Cheung Yee, who now resides in Los Angeles, was a 1958 graduate of Taiwan Normal University, and was Dean of the Fine Arts Department, New Asia College, at the Chinese University of Hong Kong from 1982 to 1994. Cheung's most easily identifiable works include bronze sculptures of crab-like creatures (like the one outside the Hong Kong Space Museum), as well as bronze and paper casts that, while unmistakably resembling female genitalia, are often interpreted as Chinese bone oracles.
Other members included Van Lau (文樓, b. 1933, Guangdong), who is known locally as a bronze sculptor, with one work in the form of a renaissance man installed in the Cultural Centre foyer. King Chia-lun (金嘉倫, b. 1936, Shanghai), recognised as an educator, was director of the Chinese University of Hong Kong's extra mural studies department from 1966 to 1996. During his tenure, King ran courses that many self-taught Hong Kong artists enrolled in. Before emigrating to Canada in 1965, David Lam Chun Fai (林鎮輝, 1932–2013) was one of the most visible members of the Circle Art Group, showing in Hong Kong and Manila, and receiving commissions from the Hong Kong Tourism Board.
Jackson Yu (You Shaozeng 尤紹曾, 1911–1999), known later in life for his figurative paintings, was an abstract painter who showed in Southeast Asia. Yu was also the founder and owner of Sally Jackson Gallery, one of the key galleries in 1960s Hong Kong, located in Tsim Sha Tsui's Ocean Terminal. Sally Jackson Gallery's exhibitions showcased the Group (1966, 1967 and 1970) and its individual members separately for solo shows. It also showed the Filipino painter Jose Joya (1966), the Taiwanese abstract art group The Fifth Moon Group (1967), and Stanley William Hayter from Paris' Atelier 17 (1970).
The remaining members of the Circle Art Group were Canada-based Paul Chui Yung Sang (徐榕生, b. 1933, Hong Kong), and US-based architect Gilbert Pan Sze Chiu (潘士超, b. 1925, Hong Kong), a 1966 Rockefeller Study Fellowship recipient and Harvard graduate. Artist, collector of Chinese paintings, and military veteran who served in India, Kuo Ven Chi (郭文基, b. 1944), along with Chen Ping Yuon (陳炳元, year of birth unclear) complete the Group's roster of 11.

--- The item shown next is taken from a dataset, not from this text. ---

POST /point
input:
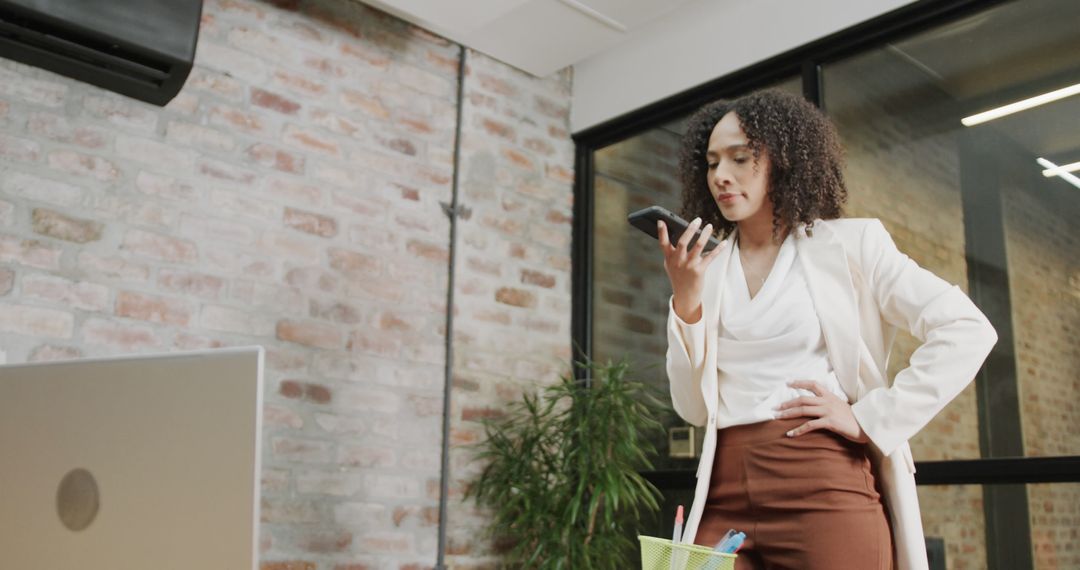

The Circle Art Group showed over 40 times within and outside of Hong Kong between 1958 and 1971, with the distribution of local and international exhibitions being roughly 50/50. They regularly held an annual group exhibition at the City Hall Museum and Art Gallery, renamed the Hong Kong Museum of Art in 1975. International exhibitions included the 1961 São Paulo Biennale, where Wucius Wong was part of the Taiwanese delegation,5 and the First International Exhibition of Fine Arts in Saigon in 1962, where Wong joined the Hong Kong delegation alongside Gilbert Pan, David Lam, King Chia Lun, and Cheung Yee.6
In 1966 and 1967, the Group held exhibitions at the Luz Gallery, the most well regarded commercial gallery in Manila at the time, run by artist and institutional builder Arturo Luz (b. 1926, Manila). At the 1970 Osaka Exposition, Wong, Van Lau and Cheung Yee were included in the Hong Kong Pavilion, a structure designed by British architect Alan Fitch featuring 13 sampan sails brought up and down as part of a daily performance.7 In 1971, Cheung Yee was the sole Circle Art Group member represented in the Hong Kong delegation to the second India Triennial, also known as the India Triennale of Contemporary World Art, in New Delhi.8
It is notable that the exhibitions mentioned above all took place outside of Europe and America. This indicates the Circle Art Group was part of an exhibition circuit outside of the dominant Euro-American sites, such as Paris and New York. The host countries of some of these international exhibitions, such as Vietnam and India, were members of the Non-Aligned Movement during the Cold War period. Much like the US-capitalist and Soviet communist blocs, art and culture was deployed by Non-Aligned nations to imagine and create their versions of communities and ties of friendships.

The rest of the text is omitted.